The plot of the film has Chaplin playing a down on his luck music hall entertsiner. A lush, he drinks himself into oblivion to deal with life's disappointments. Coming home to his rooming house one day he smells gas. Breaking in to the rooom he rescues a young balletrina with a broken heart.  How the pair come together and begin to put their lives back on track is the film.

When I put this film on for this slot in this Buster Keaton week I rapidly realized that I had never seen the film before. Having seen it once, I'll never watch it again. Life is too short.

Who knew an ex-silent film star could be so talky? This film just goes on and on and on. Chaplin just prattles on and on, its terrible. Even the music hall sequences just go on and on.

The film is technically a mess especially with its over used bad rear screen. Its so over used that simple shots, like walking down a street,are done that way. Even worse many of the shots were shot with the principles so close to the screen you can see their shadows on the screen.

Okay, you're wondering, if the film is so bad, why are you mentioning the film? Simple Keaton.

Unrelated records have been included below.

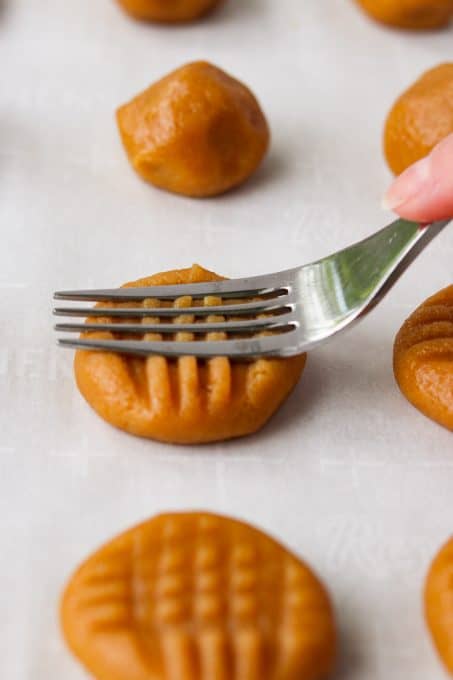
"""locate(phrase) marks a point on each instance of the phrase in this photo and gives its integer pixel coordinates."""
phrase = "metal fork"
(291, 311)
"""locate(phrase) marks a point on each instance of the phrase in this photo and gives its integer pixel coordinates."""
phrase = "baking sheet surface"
(347, 474)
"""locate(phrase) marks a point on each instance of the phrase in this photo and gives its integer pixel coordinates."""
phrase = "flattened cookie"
(423, 358)
(439, 603)
(198, 597)
(184, 401)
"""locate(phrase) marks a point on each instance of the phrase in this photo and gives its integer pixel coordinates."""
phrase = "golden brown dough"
(420, 119)
(439, 603)
(195, 596)
(197, 132)
(185, 401)
(168, 11)
(423, 358)
(411, 14)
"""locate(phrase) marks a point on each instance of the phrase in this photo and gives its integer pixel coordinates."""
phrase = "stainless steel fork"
(285, 313)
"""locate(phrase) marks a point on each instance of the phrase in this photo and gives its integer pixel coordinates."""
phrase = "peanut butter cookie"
(184, 401)
(423, 358)
(421, 118)
(197, 132)
(195, 596)
(168, 11)
(439, 603)
(411, 14)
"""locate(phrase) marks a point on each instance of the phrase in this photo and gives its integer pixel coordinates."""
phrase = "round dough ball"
(197, 132)
(184, 401)
(168, 11)
(423, 358)
(439, 603)
(421, 118)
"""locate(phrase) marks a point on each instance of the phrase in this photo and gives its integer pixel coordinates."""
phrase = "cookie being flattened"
(439, 603)
(423, 358)
(184, 401)
(195, 596)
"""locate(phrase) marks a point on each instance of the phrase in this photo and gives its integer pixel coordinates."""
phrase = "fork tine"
(272, 306)
(251, 287)
(266, 346)
(249, 326)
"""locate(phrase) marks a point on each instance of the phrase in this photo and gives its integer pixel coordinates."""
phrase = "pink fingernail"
(410, 183)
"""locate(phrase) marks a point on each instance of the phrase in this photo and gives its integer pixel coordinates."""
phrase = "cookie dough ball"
(193, 595)
(197, 132)
(423, 358)
(168, 11)
(184, 401)
(439, 603)
(421, 118)
(411, 14)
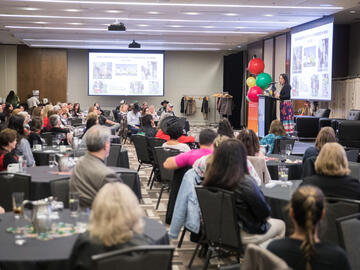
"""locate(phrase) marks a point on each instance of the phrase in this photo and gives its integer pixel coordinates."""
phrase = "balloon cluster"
(262, 81)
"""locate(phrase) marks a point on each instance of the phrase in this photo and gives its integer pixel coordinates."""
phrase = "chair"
(220, 223)
(281, 143)
(166, 176)
(60, 190)
(10, 183)
(135, 258)
(257, 258)
(155, 142)
(113, 158)
(348, 231)
(336, 208)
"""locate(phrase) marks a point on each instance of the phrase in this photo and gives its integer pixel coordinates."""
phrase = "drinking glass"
(74, 203)
(17, 200)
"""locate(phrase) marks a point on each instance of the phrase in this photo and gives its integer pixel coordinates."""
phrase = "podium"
(267, 112)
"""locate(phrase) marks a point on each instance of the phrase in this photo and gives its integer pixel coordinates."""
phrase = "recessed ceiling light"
(231, 14)
(72, 10)
(192, 13)
(113, 11)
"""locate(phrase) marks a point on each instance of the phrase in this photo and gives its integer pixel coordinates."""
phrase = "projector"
(134, 45)
(117, 27)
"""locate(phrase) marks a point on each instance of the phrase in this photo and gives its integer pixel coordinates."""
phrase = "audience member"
(115, 223)
(16, 122)
(276, 131)
(90, 173)
(7, 147)
(332, 173)
(303, 249)
(228, 170)
(206, 138)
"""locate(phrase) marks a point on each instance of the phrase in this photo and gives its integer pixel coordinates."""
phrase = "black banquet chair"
(220, 223)
(10, 183)
(349, 231)
(136, 258)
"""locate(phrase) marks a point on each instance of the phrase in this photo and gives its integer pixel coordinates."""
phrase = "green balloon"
(263, 80)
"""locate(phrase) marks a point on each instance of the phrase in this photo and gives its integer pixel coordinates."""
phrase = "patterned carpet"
(182, 255)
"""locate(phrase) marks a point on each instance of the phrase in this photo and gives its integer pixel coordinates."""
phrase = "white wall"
(186, 73)
(8, 69)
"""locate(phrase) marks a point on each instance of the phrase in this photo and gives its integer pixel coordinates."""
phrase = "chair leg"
(193, 256)
(161, 191)
(182, 238)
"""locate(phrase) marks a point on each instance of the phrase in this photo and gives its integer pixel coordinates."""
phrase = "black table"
(295, 169)
(53, 254)
(42, 176)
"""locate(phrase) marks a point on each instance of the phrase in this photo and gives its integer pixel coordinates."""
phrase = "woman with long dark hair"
(286, 107)
(303, 249)
(228, 170)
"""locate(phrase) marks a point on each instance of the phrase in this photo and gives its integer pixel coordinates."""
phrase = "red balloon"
(254, 92)
(256, 66)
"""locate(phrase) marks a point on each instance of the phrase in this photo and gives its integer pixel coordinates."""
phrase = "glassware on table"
(17, 200)
(74, 203)
(283, 173)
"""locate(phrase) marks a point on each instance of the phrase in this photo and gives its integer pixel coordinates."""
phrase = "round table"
(295, 169)
(55, 253)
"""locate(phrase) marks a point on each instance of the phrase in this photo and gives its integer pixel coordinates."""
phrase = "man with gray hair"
(90, 172)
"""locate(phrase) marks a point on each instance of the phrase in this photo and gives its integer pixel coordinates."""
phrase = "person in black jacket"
(228, 170)
(332, 174)
(115, 223)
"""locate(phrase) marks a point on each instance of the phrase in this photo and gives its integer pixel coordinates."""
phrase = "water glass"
(74, 203)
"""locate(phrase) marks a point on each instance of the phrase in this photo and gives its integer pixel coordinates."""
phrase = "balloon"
(263, 80)
(251, 81)
(254, 92)
(256, 66)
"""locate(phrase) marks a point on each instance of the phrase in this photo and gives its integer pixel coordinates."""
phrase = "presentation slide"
(126, 74)
(311, 63)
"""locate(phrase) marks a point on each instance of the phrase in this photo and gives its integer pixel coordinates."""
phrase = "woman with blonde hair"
(332, 173)
(303, 249)
(115, 223)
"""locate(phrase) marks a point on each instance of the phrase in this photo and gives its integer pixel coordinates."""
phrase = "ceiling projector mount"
(134, 45)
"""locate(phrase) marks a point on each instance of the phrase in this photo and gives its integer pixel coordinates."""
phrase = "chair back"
(136, 258)
(60, 190)
(10, 183)
(260, 258)
(337, 208)
(349, 231)
(219, 217)
(142, 149)
(161, 154)
(113, 158)
(281, 144)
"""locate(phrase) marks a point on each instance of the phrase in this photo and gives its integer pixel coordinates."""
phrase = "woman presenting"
(286, 108)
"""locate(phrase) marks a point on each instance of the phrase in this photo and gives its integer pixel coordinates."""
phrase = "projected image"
(102, 70)
(314, 85)
(310, 56)
(297, 60)
(125, 70)
(323, 54)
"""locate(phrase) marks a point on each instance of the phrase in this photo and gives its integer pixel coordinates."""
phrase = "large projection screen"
(126, 73)
(311, 60)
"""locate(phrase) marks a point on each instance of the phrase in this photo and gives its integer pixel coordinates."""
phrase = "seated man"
(206, 138)
(90, 172)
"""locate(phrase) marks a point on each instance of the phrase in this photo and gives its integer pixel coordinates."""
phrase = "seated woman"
(7, 147)
(332, 174)
(228, 170)
(115, 223)
(175, 130)
(303, 249)
(16, 122)
(276, 131)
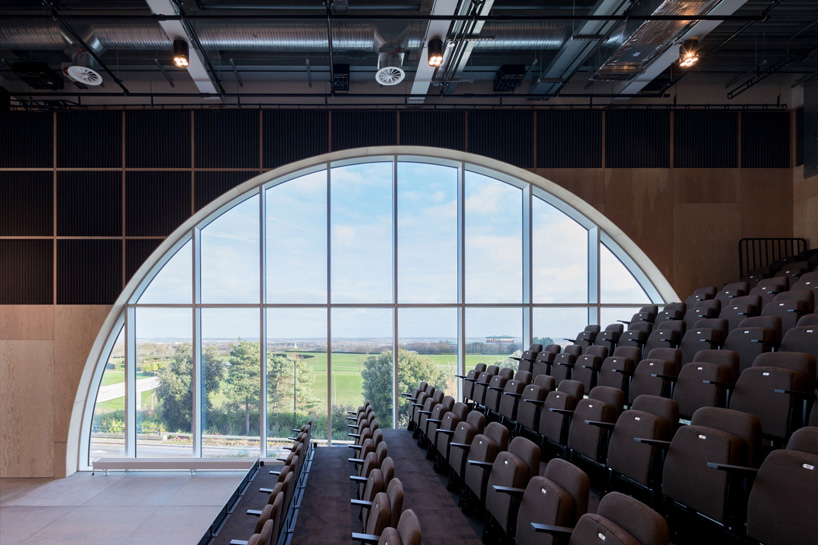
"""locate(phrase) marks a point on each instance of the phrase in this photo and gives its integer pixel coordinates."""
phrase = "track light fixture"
(435, 52)
(689, 55)
(180, 53)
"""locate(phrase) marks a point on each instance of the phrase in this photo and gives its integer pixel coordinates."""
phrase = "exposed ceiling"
(509, 52)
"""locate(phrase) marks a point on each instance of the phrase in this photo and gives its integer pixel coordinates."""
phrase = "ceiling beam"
(435, 29)
(175, 29)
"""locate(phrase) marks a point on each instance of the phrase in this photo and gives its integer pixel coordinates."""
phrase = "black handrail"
(755, 253)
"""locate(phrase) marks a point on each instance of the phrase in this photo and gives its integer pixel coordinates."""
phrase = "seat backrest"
(728, 358)
(743, 425)
(804, 440)
(776, 509)
(380, 514)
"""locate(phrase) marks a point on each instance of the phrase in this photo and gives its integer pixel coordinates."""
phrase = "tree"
(243, 377)
(412, 369)
(174, 390)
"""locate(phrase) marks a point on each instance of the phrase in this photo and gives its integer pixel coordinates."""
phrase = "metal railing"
(755, 253)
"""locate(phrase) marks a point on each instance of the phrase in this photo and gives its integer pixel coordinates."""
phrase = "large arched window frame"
(601, 234)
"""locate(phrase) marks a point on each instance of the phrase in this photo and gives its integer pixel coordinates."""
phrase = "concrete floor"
(133, 508)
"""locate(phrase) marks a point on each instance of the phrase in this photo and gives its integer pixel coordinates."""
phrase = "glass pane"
(230, 256)
(361, 365)
(427, 351)
(174, 282)
(427, 233)
(296, 226)
(494, 244)
(296, 349)
(617, 284)
(554, 325)
(231, 375)
(559, 248)
(108, 431)
(493, 334)
(164, 376)
(362, 233)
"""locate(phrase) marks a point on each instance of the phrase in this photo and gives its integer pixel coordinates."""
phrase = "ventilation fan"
(389, 68)
(83, 69)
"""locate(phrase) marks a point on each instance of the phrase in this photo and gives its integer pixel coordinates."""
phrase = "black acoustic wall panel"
(291, 135)
(136, 252)
(358, 129)
(765, 139)
(209, 185)
(157, 139)
(26, 140)
(569, 139)
(226, 138)
(503, 135)
(89, 204)
(156, 202)
(26, 269)
(705, 139)
(439, 129)
(26, 204)
(89, 272)
(637, 139)
(89, 139)
(799, 137)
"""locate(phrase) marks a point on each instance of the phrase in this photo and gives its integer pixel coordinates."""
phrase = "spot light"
(689, 55)
(435, 52)
(180, 53)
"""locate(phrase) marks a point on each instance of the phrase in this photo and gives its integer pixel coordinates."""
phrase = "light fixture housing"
(181, 57)
(435, 52)
(688, 54)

Keaton shows up in a couple of sequences at the end of the film.

One sequence involving Chaplin and Keaton has the pair trying to do a duet on piano and violin. Everything goes wrong as the strings begin to pop and snap and the violin ends up smashed. It’s a poorly paced piece, that is framed a bit too much to show off Chaplin.

Watching the pair of old pros go at it, you realize the different paths that that their careers took. Chaplin is behaving like what he was, a rich star who can walk through the paces, but doesn’t feel like really working. Keaton, ever the professional, sells it. He’s clearly invested in everything that’s going on. Chaplin not so much. I would have loved to have seen the sequence had Keaton staged it.

I’m a fan of both comedians, but it is telling since it shows how Keaton invests every moment of everything he did with everything he could. This is the reason that Keaton's films work start to finish and Chaplin’s films are a series of poorly connected classic sequences.

(In fairness Limelight is Chaplins last Hollywood film and I don’t think his whole heart was is in it which is why later films like Monsieur Verdoux play better.)